Towards Understanding of Medical Randomized Controlled Trails by Conclusion Generation
In Proceedings of the 10th International Workshop on Health Text Mining and Information Analysis at EMNLP (LOUHI 2019)
Authors: Alexander Te-Wei Shieh, Yung-Sung Chuang, Shang-Yu Su, and Yun-Nung Chen
ArXiv: https://arxiv.org/abs/1910.01462
Code: https://github.com/MiuLab/RCT-Gen
Introduction
Randomized controlled trials (RCTs) represent the paramount evidence of clinical medicine. Using machines to interpret the massive amount of RCTs has the potential of aiding clinical decision-making. We propose a RCT conclusion generation task from the PubMed 200k RCT sentence classification dataset to examine the effectiveness of sequence-to-sequence models on understanding RCTs. We first build a pointer-generator baseline model for conclusion generation. Then we fine-tune the state-of-the-art GPT-2 language model, which is pre-trained with general domain data, for this new medical domain task. Both automatic and human evaluation show that our GPT-2 fine-tuned models achieve improved quality and correctness in the generated conclusions compared to the baseline pointer-generator model. Further inspection points out the limitations of this current approach and future directions to explore.
Model
We modified the code from huggingface/pytorch-pretrained-bert and adjusted the attention mask for fine-tuning on seq2seq data format(from source
to conclusion
).
Requirements
- python3
- torch>=0.4.0
- nltk
- rouge
install them by:
pip install -r requirements.txt
Usage
Fine-tuning from official gpt-2 pretrained weights
usage: gpt2_train.py [-h] [--save_model_name SAVE_MODEL_NAME]

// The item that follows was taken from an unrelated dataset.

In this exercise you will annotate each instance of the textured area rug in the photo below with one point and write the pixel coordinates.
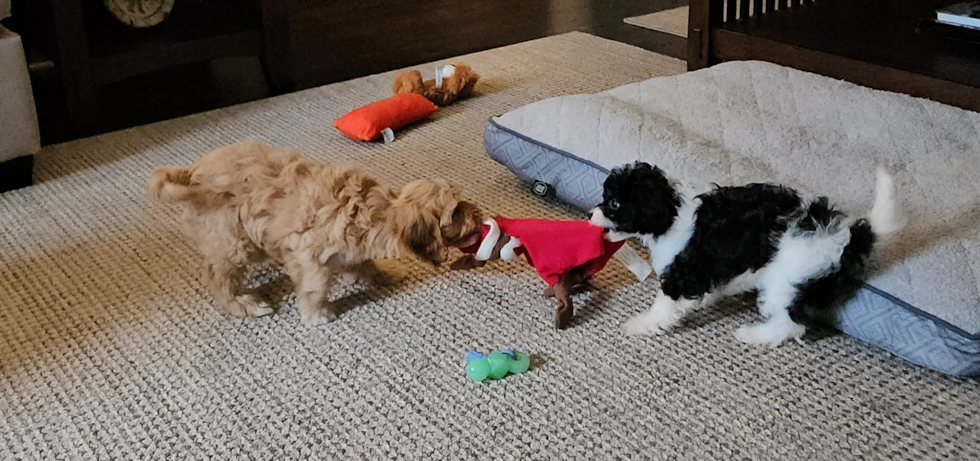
(110, 349)
(672, 21)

[--train_file TRAIN_FILE] [--dev_file DEV_FILE]
[--n_epochs N_EPOCHS] [--batch_size BATCH_SIZE]
[--pred_file PRED_FILE] [--example_num EXAMPLE_NUM]
[--mode MODE]
optional arguments:
-h, --help show this help message and exit
--save_model_name SAVE_MODEL_NAME
pretrained model name or path to local checkpoint
--train_file TRAIN_FILE
training data file name
--dev_file DEV_FILE validation data file name
--n_epochs N_EPOCHS
--batch_size BATCH_SIZE
--pred_file PRED_FILE
output prediction file name
--example_num EXAMPLE_NUM
output example number, set to `-1` to run all examples
Testing trained model
usage: gpt2_eval.py [-h] [--model_name MODEL_NAME] [--dev_file DEV_FILE]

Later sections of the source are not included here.